Усталость, раздражение, жалоба — все слилось в этой записи, сделанной, по-видимому, наспех. Это не попытка осмысления пережитого за месяц, это только мимолетный отвод горечи, не более. И хотя запись сделана на «секретном» (от неведомых чужих глаз) французском языке, в ней — ни полслова о том, что же происходит за пределами болшевского дома. Доминирующая нота — отчужденность от всех внутри домашних стен.

И похоже, что посуда и грязная вода в тазу — только повод, чтобы признаться самой себе: опять среди чужих…

(Когда два десятилетия спустя «Болшевскую тетрадь» впервые раскрыла вернувшаяся из ссылки Аля, ее рассердила эта запись. В ее памяти все было не так! Это она, Аля, вела хозяйство, мыла посуду — не мать! Такое «опровержение» и записала, со слов Ариадны Сергеевны, в свою книгу «Марина Цветаева в жизни» Вероника Лосская. Но бессмысленно подвергать сомнению искренность Цветаевой перед собой. В Ариадне Сергеевне (я сама тому свидетель) временами прорывалась застарелая раздраженность по отношению к матери. Ей самой все бытовое давалось легко и никогда не составляло страдания. Для Марины Ивановны — составляло. Настолько, что засилье «бытового» она вообще отказывалась называть «прозой жизни», настаивая: это не проза, это трагедия! Потому что быт обирает живых людей, не давая им осуществить себя…)


Однако болшевская запись об одиночестве вобрала в себя и некий новый оттенок.

Очевидно, что на коммунальной площади загородного дома Цветаева оказалась в теснейшем ежедневном контакте с людьми совсем иного, чем она сама, душевного замеса и склада. И дело в данном случае вовсе не в поэтическом даре.

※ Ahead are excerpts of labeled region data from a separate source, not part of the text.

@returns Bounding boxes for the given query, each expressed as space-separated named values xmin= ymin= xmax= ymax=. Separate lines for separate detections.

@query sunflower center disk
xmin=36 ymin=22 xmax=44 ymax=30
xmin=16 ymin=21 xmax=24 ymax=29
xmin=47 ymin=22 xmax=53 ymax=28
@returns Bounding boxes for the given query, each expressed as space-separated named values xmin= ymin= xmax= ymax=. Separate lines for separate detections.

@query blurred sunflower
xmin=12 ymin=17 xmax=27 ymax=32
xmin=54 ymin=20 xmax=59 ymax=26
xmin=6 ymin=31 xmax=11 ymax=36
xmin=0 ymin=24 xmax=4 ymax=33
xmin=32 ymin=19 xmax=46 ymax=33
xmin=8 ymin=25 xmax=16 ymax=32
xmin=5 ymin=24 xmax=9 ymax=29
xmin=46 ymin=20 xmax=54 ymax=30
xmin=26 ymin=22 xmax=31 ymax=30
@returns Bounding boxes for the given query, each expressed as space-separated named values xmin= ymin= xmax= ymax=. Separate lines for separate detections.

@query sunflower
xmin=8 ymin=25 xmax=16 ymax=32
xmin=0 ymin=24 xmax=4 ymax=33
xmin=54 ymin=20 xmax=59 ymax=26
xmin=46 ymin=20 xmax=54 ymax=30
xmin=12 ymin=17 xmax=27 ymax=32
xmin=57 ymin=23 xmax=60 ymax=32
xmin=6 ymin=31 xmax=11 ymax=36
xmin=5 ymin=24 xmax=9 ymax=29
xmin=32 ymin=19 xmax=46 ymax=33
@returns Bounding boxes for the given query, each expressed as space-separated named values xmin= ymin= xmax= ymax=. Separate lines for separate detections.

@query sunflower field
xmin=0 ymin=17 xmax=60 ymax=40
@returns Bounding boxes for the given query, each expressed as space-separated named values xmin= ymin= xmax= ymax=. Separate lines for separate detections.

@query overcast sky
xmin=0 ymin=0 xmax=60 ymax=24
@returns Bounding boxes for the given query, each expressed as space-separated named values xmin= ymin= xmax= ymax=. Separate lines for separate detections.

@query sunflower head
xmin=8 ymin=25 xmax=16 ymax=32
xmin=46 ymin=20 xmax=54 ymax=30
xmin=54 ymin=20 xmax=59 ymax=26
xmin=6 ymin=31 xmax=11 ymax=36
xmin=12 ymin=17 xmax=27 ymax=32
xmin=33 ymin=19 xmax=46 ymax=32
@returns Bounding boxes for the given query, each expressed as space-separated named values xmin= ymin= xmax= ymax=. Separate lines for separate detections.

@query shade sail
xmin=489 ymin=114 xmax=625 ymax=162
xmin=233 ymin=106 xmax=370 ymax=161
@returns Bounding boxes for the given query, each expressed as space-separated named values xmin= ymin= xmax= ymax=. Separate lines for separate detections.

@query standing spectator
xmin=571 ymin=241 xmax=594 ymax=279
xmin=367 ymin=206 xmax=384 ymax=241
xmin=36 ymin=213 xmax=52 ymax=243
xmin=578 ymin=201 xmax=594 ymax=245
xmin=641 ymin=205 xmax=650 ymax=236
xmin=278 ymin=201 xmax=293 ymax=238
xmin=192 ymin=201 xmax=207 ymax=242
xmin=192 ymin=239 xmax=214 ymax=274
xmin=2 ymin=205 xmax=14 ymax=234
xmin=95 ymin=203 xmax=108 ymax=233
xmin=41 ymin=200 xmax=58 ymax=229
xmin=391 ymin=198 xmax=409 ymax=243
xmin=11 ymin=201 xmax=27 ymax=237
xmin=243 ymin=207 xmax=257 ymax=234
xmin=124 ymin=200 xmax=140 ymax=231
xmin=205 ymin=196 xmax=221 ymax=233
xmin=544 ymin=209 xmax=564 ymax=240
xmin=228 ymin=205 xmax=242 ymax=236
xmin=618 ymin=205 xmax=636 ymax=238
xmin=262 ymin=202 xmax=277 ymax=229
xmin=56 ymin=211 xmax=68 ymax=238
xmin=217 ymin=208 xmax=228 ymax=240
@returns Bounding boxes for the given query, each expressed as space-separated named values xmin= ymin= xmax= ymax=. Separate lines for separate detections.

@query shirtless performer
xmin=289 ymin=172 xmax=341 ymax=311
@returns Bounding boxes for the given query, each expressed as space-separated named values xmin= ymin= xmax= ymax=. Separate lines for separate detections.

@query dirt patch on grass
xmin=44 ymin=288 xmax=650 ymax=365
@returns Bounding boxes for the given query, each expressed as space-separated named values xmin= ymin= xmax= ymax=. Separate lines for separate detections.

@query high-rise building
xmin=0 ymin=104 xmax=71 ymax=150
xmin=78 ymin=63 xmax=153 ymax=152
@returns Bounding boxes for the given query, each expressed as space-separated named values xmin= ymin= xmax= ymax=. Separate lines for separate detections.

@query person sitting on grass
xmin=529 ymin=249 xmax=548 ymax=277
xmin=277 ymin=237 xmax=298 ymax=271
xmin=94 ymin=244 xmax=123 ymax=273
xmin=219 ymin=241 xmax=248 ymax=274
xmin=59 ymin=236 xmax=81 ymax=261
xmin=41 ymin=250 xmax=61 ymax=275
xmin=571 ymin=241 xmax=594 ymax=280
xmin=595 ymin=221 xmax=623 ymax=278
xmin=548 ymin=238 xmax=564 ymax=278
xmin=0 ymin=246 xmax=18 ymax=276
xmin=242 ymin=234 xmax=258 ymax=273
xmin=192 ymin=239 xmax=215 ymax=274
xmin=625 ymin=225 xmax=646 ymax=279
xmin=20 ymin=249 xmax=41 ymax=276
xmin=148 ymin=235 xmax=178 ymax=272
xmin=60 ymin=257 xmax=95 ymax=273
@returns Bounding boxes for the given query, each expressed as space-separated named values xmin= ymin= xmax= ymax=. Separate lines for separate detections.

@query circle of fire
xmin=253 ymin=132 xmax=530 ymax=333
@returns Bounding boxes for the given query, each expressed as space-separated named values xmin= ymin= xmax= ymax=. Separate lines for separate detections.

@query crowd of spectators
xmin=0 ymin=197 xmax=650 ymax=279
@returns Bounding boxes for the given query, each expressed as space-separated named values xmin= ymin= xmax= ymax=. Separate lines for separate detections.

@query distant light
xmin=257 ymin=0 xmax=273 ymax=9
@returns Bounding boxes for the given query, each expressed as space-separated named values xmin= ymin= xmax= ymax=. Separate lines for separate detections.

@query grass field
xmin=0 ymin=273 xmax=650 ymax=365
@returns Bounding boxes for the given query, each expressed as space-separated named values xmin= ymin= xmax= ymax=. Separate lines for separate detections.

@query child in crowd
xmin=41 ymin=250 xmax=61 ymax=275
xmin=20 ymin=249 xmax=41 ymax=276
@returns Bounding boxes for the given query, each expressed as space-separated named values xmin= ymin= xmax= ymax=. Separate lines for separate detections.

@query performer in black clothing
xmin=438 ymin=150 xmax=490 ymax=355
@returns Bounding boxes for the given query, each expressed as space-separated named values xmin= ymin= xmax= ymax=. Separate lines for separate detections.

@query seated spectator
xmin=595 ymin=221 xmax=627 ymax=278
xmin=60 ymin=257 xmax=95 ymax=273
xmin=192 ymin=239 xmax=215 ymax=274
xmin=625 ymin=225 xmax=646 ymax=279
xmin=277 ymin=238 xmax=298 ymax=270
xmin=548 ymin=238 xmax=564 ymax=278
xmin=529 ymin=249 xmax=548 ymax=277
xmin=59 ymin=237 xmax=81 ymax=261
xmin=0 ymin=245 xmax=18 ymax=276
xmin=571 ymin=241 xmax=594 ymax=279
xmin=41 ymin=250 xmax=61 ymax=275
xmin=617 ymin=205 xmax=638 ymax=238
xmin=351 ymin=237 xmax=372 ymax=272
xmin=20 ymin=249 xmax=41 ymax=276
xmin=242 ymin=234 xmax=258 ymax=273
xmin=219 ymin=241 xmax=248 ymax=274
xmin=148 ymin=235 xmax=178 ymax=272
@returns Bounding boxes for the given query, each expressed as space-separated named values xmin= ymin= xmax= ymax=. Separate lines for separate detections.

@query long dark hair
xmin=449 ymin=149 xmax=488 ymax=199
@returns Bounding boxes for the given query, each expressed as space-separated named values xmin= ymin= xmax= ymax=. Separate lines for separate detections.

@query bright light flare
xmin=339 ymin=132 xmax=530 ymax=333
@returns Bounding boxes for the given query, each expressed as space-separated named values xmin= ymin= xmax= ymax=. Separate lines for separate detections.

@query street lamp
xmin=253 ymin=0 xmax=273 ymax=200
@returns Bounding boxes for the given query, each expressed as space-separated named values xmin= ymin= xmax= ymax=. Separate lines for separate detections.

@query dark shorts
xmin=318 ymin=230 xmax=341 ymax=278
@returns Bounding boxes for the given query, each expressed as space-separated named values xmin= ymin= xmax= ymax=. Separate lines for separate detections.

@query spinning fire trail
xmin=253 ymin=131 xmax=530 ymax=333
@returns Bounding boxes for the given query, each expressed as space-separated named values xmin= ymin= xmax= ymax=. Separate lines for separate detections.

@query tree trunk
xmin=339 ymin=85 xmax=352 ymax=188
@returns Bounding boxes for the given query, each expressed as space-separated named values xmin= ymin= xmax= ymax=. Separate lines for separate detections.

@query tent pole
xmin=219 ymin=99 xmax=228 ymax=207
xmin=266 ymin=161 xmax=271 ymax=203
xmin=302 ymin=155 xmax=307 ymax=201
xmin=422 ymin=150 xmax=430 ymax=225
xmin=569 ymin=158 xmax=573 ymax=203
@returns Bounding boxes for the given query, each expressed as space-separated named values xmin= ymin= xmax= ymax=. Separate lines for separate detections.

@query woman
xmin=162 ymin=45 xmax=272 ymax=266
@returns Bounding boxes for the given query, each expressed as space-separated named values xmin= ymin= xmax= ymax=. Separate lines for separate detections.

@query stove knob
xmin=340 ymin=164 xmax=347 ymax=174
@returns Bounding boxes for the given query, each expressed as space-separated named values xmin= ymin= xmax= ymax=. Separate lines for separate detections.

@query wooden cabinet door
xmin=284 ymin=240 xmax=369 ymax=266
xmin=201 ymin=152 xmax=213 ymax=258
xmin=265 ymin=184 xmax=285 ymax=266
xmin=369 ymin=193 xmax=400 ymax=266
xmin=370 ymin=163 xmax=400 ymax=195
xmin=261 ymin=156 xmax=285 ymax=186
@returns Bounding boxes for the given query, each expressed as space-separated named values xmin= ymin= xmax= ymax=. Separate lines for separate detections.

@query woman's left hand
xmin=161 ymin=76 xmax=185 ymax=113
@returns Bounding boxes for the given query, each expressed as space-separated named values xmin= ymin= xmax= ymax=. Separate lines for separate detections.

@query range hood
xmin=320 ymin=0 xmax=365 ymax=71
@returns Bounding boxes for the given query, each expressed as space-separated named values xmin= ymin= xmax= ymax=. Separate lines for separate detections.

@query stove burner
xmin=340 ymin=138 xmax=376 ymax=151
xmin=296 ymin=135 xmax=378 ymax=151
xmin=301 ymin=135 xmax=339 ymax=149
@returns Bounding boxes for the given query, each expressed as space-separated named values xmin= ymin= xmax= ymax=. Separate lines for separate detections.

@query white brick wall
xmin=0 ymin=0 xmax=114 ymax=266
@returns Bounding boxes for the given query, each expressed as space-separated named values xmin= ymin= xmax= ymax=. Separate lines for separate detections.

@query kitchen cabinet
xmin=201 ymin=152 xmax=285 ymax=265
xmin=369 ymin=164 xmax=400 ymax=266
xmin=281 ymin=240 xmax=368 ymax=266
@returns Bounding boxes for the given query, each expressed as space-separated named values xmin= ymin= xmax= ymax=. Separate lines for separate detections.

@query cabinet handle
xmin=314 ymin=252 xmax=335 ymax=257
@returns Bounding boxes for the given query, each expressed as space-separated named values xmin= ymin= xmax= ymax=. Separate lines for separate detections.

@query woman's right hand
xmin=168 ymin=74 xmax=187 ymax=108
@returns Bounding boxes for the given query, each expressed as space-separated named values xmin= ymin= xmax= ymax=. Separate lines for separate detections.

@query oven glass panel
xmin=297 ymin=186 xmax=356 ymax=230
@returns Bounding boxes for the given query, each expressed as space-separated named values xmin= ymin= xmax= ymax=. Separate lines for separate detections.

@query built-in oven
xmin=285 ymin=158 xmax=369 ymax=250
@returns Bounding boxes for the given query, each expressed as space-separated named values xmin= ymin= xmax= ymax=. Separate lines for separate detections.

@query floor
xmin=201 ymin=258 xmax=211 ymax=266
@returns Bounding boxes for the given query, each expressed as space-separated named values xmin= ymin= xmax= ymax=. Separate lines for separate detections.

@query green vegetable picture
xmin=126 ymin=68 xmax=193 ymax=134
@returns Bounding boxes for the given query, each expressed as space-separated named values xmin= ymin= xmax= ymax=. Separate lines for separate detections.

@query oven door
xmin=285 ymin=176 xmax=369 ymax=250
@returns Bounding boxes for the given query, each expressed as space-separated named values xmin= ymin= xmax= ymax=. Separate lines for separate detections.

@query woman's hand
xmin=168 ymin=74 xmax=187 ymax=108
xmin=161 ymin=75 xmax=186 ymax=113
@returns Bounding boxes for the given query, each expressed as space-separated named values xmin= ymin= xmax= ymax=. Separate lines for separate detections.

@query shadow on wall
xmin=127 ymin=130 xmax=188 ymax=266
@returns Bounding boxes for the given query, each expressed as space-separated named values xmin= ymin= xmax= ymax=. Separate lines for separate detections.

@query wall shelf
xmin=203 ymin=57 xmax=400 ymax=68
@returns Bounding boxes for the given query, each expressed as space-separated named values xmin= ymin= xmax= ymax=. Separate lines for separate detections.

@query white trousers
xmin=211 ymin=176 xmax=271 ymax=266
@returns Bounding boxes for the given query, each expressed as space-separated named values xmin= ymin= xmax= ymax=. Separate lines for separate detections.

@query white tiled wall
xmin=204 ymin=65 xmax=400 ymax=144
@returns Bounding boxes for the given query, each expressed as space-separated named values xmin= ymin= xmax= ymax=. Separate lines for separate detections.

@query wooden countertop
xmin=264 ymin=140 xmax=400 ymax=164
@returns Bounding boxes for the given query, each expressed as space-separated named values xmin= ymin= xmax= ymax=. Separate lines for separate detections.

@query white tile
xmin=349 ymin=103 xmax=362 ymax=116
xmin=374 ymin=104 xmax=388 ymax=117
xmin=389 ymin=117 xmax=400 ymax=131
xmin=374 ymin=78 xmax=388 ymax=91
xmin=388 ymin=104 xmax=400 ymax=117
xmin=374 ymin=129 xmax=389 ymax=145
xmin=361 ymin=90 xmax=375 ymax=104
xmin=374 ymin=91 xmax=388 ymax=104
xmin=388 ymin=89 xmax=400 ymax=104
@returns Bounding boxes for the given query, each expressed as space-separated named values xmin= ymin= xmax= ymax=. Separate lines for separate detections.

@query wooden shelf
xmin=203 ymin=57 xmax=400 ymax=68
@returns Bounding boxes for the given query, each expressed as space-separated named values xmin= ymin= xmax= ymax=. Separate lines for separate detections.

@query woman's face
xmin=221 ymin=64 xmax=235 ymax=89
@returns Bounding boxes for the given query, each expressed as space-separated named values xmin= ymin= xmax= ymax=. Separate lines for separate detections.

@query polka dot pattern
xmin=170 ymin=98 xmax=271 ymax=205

В самом деле, все те личные друзья Марины Ивановны, которых она сама выбирала: Волконский, Бальмонт, Сонечка Голлидэй, Анна Ильинична Андреева, Ариадна Берг — были явно «из другого теста». Даже Марк Слоним, даже Елена Извольская — люди, вовсе не лишенные общественного темперамента, — и они были иной внутренней породы, чем Клепинины, Эмилия, даже и Сергей Яковлевич. Не высшей, не низшей — иной. Это трудно обозначить в рациональных понятиях. Что же как не разница породы уберегло этих выбранных самой Цветаевой друзей и от «Союза возвращения», и — тем более — от связей с какими бы то ни было «секретными службами»? У них была другая генеалогия — и в ней не было ни Желябовых, ни Клеточниковых. Марк Слоним или Анна Ильинична Андреева тосковали об утрате родины не менее горячо и сильно, чем «возвращенцы». Но вернуться в теперешнюю Москву они просто не могли. И причины были внутренние, а не внешние. Они сделали единственный возможный для себя выбор. У Цветаевой он был отнят ее семьей.


Но вернемся к «Болшевской тетради».

Знаменательна в записи почти презрительная обмолвка о поглощенности обитателей дома политическими проблемами.

«Идеи», «идеалы», «слов полон рот», — пишет Цветаева. И мы слышим голос автора поэтического цикла «Гамлет», обличавшего «героев» высокой фразы; слышим и отголосок пафоса «Читателей газет»…

Не сами идеи и идеалы ее всегда раздражали, но их опасная двухмерность, бескровность, книжность. Этот тип интеллигента она разглядела уже давно: легкого на клятвы, болеющего всегда не меньше чем за все человечество — и не замечающего в упор ничего, что рядом.

Бесконечные разговоры об «идеалах» в ее глазах — симптом. Опознавательный знак, мета. За которой чаще всего — структурные дефекты личности или, скажем осторожнее, — ее особенности. И эти «особенности» мы еще — увы! — увидим…

Итак, в записи сказано и об этом — об ощущении себя, так сказать, инородным телом среди прочих болшевцев.

Между тем никакой иной среды здесь у Марины Ивановны нет.

Ибо по существу она живет под домашним арестом.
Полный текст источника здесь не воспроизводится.